Para ele, a capacidade de analisar textos pode ajudar a entender as razões de boas e de más avaliações. “Observamos que usar textos para fazer as recomendações ao usuário permite que ele compreenda o motivo dessa sugestão e que haja maior chance de sucesso. A recomendação passa a ser algo do interesse ou do gosto daquela pessoa, e não uma coisa generalizada”, afirma.
A plataforma iRev garante que essas novas abordagens sejam avaliadas de forma rigorosa, transparente e comparável. Ao colocar a opinião do usuário no centro, o estudo estabelece um marco. “Não dá mais para ignorar a voz das pessoas. A inteligência artificial pode aprender muito com a riqueza das experiências compartilhadas on-line”, diz Rocha.
O INCT TILD-IAR reforça que o desenvolvimento de IA no Brasil precisa ser não só eficiente, mas também responsável. Isso significa criar ferramentas que respeitem a pluralidade de opiniões, ajudem a reduzir as desigualdades e valorizem a identidade cultural do país. Assim, a pesquisa mostra que inovação não é apenas copiar modelos de fora, mas construir caminhos próprios e mais próximos da realidade brasileira.

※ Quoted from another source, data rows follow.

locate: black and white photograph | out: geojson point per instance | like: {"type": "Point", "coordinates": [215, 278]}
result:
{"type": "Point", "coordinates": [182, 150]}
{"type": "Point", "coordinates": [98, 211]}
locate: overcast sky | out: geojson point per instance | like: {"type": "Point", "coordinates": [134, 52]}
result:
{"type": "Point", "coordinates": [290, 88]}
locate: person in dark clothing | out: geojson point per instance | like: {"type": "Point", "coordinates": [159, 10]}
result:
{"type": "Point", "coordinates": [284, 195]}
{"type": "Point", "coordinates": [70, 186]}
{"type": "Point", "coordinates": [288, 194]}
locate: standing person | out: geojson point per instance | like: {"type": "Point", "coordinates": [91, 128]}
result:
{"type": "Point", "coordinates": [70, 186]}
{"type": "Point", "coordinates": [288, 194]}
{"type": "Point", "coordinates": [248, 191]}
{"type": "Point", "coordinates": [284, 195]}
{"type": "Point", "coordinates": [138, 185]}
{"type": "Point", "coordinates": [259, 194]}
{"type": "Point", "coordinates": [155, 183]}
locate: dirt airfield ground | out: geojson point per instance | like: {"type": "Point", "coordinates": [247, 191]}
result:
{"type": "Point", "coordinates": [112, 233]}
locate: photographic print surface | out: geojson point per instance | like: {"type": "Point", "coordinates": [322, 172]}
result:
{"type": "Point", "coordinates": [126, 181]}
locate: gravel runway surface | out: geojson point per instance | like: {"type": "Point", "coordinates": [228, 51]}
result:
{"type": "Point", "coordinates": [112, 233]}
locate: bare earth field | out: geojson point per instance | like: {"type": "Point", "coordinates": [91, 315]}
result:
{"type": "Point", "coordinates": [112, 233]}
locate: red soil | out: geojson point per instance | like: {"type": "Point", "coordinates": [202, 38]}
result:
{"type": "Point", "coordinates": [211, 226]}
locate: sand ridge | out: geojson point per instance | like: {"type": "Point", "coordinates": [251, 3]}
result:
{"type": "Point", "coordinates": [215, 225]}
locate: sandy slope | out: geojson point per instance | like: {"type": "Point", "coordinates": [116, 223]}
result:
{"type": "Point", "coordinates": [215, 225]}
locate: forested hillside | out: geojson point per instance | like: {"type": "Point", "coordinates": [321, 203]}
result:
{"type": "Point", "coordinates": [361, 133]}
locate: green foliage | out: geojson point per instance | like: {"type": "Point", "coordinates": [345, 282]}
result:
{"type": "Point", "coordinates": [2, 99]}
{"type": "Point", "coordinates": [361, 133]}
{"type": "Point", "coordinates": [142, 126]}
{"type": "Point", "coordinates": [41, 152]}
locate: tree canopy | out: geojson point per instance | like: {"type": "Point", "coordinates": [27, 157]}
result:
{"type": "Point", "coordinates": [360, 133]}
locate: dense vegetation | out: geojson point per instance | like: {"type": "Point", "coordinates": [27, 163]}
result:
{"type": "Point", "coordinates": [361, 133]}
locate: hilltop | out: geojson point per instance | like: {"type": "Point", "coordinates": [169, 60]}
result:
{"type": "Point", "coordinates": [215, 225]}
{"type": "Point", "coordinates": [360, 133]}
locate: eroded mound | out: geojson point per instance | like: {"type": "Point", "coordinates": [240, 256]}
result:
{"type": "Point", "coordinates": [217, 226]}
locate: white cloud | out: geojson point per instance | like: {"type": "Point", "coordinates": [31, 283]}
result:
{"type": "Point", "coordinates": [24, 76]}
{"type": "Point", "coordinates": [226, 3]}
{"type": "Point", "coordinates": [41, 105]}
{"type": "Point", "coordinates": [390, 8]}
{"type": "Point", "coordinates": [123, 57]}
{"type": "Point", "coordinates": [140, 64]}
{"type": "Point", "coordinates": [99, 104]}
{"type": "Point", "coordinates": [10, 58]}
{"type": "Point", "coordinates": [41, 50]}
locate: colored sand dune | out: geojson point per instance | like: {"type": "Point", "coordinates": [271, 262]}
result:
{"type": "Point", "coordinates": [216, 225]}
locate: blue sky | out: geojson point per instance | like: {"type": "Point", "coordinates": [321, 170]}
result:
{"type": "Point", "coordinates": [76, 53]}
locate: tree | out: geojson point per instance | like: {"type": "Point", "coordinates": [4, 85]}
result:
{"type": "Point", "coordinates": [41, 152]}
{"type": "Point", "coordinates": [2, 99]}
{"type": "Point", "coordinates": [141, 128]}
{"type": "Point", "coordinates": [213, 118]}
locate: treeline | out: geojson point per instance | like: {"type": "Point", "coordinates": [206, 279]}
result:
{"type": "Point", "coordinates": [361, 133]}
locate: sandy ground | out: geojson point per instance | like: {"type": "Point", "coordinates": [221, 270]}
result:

IA com as ‘cores’ do Brasil
O TILD IAR é uma rede nacional de pesquisa, cuja missão é desenvolver inteligência artificial responsável aplicada à linguagem, alinhada à diversidade cultural brasileira. A rede busca reduzir a dependência de modelos importados, criando soluções éticas, transparentes e inclusivas, que reflitam a pluralidade do país e promovam tecnologias que dialoguem com a sociedade de forma prática e acessível.
O projeto INCTs é uma iniciativa do Ministério da Ciência, Tecnologia e Inovação (MCTI). Entre outras estratégias, ele também promove a transferência de conhecimento para a sociedade e para setores produtivos, conectando pesquisa acadêmica à inovação aplicada.
Artigo: Review-aware recommender systems (RARSs): recent advances, experimental comparative analysis, discussions, and new directions
Autores: Guilherme Bittencourt, Naan Vasconcelos, Yan Andrade, Nicollas Silva, Washington Cunha, Diego Roberto Colombo Dias, Marcos André Gonçalves, Leonardo Rocha.
Publicado na ACM Computing Surveys, em junho de 2025, e disponível on-line.